UK PM Flunks History Questions on Letterman

Worries that David Cameron, the first sitting UK Prime Minister to appear on the ”Late Show with David Letterman”, would embarrass himself were realized when he incorrectly answered key British history questions.

David Cameron
Getty Images
David Cameron

Visiting New York for the opening of the United Nations General Assembly, Cameron requested a slot on the popular chat show to capitalize on Britain’s renewed international popularity, following the Queen’s high-profile Jubilee celebration and the phenomenally-successful Olympic and Paralympic games.

The legendary host grilled Cameron from the outset, asking him to name the composer of “Rule Britannia”, which played as he entered the studio.

Cameron incorrectly answered Elgar (Thomas Arne composed the iconic piece), before failing to provide a literal translation of the Magna Carta.

Cameron said “This is bad, I have ended my career on your show tonight”.

He looked uncomfortable throughout the interview, meekly responding “you are testing me,” when confronted with questions.

But he inadvertently provided a laugh for the live audience when Letterman told the Prime Minster that “it would be good if you knew this”.

Cameron cannot blame a poor education for the gaps in his knowledge. He attended the world-famous Eton College, the school of choice for the privileged classes including royalty, where fees run to $50,000 (£32,000 pounds) per year. He went on to study at Oxford University.

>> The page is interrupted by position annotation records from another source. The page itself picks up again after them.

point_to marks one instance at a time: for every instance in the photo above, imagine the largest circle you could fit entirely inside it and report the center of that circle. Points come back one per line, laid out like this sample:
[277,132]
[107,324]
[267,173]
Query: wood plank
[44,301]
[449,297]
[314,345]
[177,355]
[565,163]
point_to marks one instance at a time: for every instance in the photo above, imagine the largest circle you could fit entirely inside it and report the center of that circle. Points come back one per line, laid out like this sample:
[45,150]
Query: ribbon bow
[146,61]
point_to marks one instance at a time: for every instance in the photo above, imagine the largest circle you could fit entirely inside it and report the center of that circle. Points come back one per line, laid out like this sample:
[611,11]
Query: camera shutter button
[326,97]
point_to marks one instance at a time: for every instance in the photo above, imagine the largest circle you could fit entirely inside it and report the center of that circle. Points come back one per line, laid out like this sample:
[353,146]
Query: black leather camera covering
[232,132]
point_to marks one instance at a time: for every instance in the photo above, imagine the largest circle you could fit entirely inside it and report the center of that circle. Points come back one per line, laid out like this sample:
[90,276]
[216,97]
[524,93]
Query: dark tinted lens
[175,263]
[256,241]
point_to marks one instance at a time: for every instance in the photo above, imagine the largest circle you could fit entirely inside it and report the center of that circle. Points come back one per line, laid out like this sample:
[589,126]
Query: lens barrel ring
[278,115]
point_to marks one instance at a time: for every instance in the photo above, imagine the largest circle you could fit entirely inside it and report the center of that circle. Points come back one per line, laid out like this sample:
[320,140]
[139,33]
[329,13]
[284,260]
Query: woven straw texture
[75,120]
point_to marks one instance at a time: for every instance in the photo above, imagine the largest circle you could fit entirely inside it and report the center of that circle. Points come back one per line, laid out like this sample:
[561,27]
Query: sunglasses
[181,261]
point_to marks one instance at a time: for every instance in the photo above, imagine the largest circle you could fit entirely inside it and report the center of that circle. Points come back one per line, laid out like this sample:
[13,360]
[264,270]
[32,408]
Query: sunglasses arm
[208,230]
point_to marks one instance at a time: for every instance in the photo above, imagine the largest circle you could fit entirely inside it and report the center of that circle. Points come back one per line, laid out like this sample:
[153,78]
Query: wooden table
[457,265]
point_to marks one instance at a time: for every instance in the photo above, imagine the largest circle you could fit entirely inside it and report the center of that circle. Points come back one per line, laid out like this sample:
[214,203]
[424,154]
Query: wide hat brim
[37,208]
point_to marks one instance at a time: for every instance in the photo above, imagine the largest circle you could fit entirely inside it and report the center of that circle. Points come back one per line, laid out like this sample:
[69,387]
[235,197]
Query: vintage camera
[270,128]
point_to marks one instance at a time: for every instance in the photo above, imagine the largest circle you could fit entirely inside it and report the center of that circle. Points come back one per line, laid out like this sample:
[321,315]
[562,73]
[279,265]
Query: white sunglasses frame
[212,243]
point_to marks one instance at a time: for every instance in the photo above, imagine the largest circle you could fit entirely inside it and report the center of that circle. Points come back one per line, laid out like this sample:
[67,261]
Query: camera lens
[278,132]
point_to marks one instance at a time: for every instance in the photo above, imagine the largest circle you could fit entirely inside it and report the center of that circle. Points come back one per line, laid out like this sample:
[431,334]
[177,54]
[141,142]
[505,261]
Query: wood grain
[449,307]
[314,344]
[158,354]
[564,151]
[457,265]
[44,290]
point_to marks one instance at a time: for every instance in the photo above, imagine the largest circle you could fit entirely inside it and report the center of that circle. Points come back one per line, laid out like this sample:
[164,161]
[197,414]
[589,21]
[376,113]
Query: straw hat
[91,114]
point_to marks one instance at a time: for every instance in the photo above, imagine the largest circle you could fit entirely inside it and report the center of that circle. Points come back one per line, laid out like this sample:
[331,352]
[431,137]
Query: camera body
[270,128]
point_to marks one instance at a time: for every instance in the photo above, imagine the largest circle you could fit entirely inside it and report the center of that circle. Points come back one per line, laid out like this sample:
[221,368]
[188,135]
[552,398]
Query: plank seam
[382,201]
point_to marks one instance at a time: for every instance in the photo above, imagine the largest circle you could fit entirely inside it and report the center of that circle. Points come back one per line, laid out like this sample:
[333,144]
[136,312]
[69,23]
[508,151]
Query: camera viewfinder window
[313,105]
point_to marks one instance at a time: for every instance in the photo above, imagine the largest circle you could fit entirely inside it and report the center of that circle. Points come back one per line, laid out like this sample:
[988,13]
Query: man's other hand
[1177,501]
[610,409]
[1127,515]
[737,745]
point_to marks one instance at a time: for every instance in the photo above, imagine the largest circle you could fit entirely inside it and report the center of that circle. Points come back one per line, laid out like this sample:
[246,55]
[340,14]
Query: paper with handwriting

He also talked about the success of the Olympic Games and the “right” decision that Britain had made in not adopting the euro.

The economy would be in much worse shape had the U.K. joined the common currency, he insisted.

“We are not in the euro, and we won’t be joining the euro. We’ll keep the pound.”

The PM regained some credibility when he spoke about the makeup of the UK and the historical significance of Northern Ireland.

Cameron remained uncomfortable throughout the interview, nervously answering in response to “Are you doing well, are you popular?” by Letterman, “No, we’re not very popular at the moment,” he sputtered.